23. Belli, A. M., D. C. Cumberland, et al. (1991). "Follow-up of conventional angioplasty versus laser thermal angioplasty for total femoropopliteal artery occlusions: results of a randomized trial." J Vasc Interv Radiol 2(4): 485-8.
Sixty-eight patients with 68 femoropopliteal occlusions were entered into a randomized trial of conventional guide-wire and catheter percutaneous angioplasty versus laser thermal angioplasty. Thirty-four occlusions were randomized to conventional angioplasty and 34 to laser thermal angioplasty. After successful recanalization and balloon dilation, the patients were followed up for 1 year. Follow-up consisted of obtaining measurements of the ankle-arm indexes at 1, 3, 6, and 12 months.

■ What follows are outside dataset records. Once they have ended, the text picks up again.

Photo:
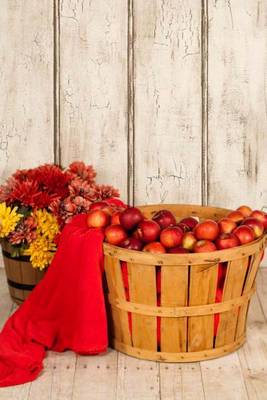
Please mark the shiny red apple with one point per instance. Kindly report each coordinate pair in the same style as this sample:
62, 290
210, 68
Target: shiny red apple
226, 225
236, 216
147, 231
131, 217
244, 233
184, 227
164, 218
256, 225
171, 236
98, 205
115, 234
154, 247
189, 241
132, 243
245, 211
178, 250
191, 222
204, 246
226, 241
97, 219
115, 218
207, 230
261, 216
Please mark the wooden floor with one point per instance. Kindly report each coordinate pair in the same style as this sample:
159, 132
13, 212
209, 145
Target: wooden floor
241, 375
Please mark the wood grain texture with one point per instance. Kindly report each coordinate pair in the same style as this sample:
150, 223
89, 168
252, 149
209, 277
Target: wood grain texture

The increase in the mean resting ankle-arm index 1 year after conventional angioplasty (0.26) was greater than that after laser angioplasty (0.12). At 1-year follow-up, the cumulative success rate was 47% for patients treated with conventional angioplasty versus 39% for those treated with laser angioplasty. Statistical analysis showed no significant difference in clinical success between the two treatment groups.

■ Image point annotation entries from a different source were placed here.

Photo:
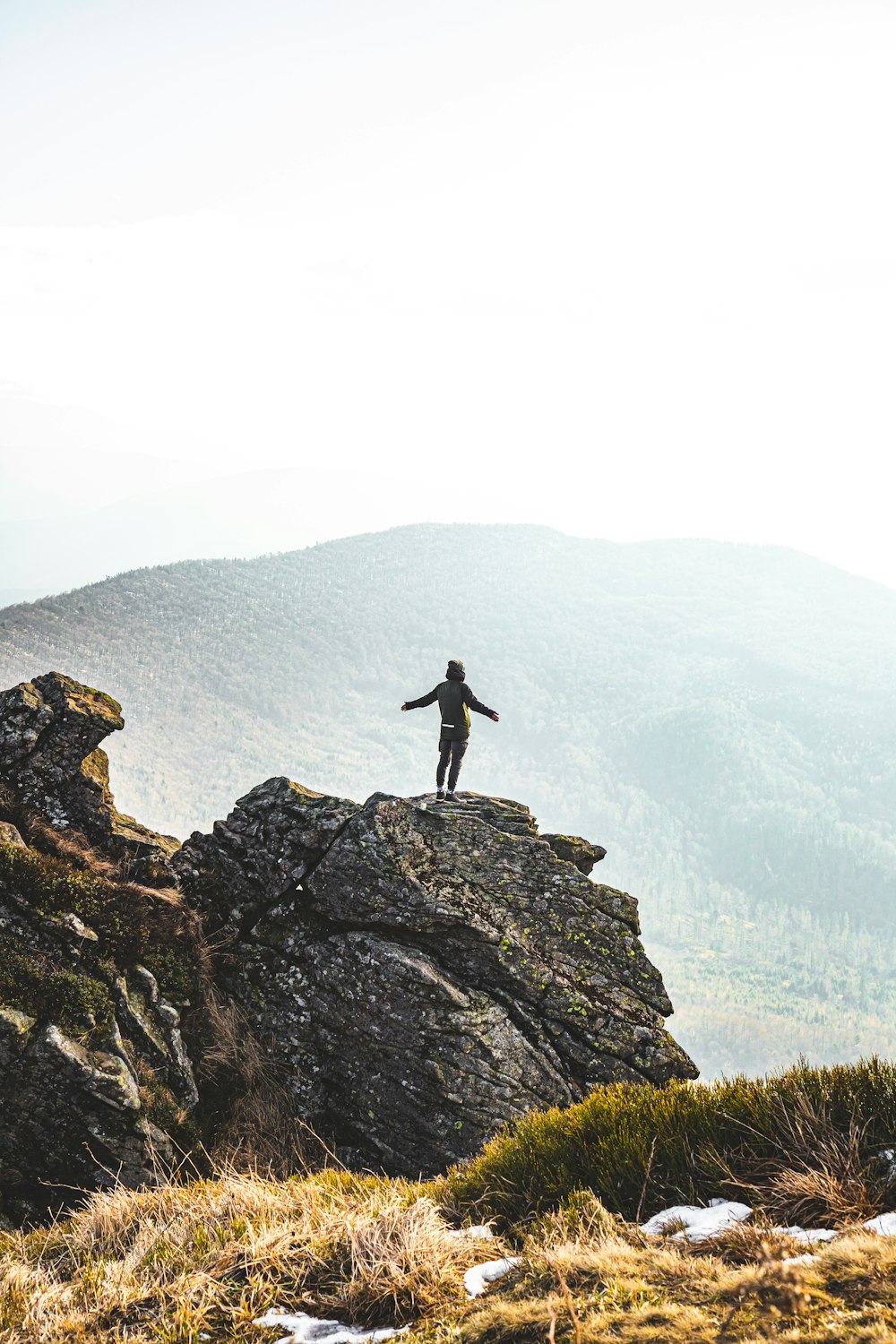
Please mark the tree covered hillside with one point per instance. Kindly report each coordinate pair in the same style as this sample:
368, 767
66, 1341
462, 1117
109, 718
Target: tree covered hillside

24. Spies, J. B., M. H. LeQuire, et al. (1990). "Comparison of balloon angioplasty and laser thermal angioplasty in the treatment of femoropopliteal atherosclerotic disease: initial results of a prospective randomized trial. Work in progress." J Vasc Interv Radiol 1(1): 39-42.
The authors recently initiated a prospective randomized trial in which results of standard balloon angioplasty were compared with those of laser thermal angioplasty in the treatment of patients with symptoms of femoropopliteal occlusive disease. The data regarding their initial technical success are reported herein. Twenty-five patients with moderate to severe claudication have thus far undergone 27 procedures. The type of lesions treated varied from short focal stenoses to occlusions up to 10 cm in length; 12 stenoses and 15 occlusions were treated. Fourteen procedures were randomized to laser therapy and 13 to standard balloon angioplasty. If the primary randomized treatment failed, the alternative procedure was then attempted. Of the 14 laser procedures, five were initial failures; three of these failures were subsequently treated successfully with the balloon technique. Three of 13 balloon procedures were failures; none were subsequently successful with use of the laser. While these data are limited, initial experience indicates that technical success is directly related to the ability to pass an angiographic wire through the lesion and the length and type of lesions. It does not appear to depend on whether the laser or the balloon is used.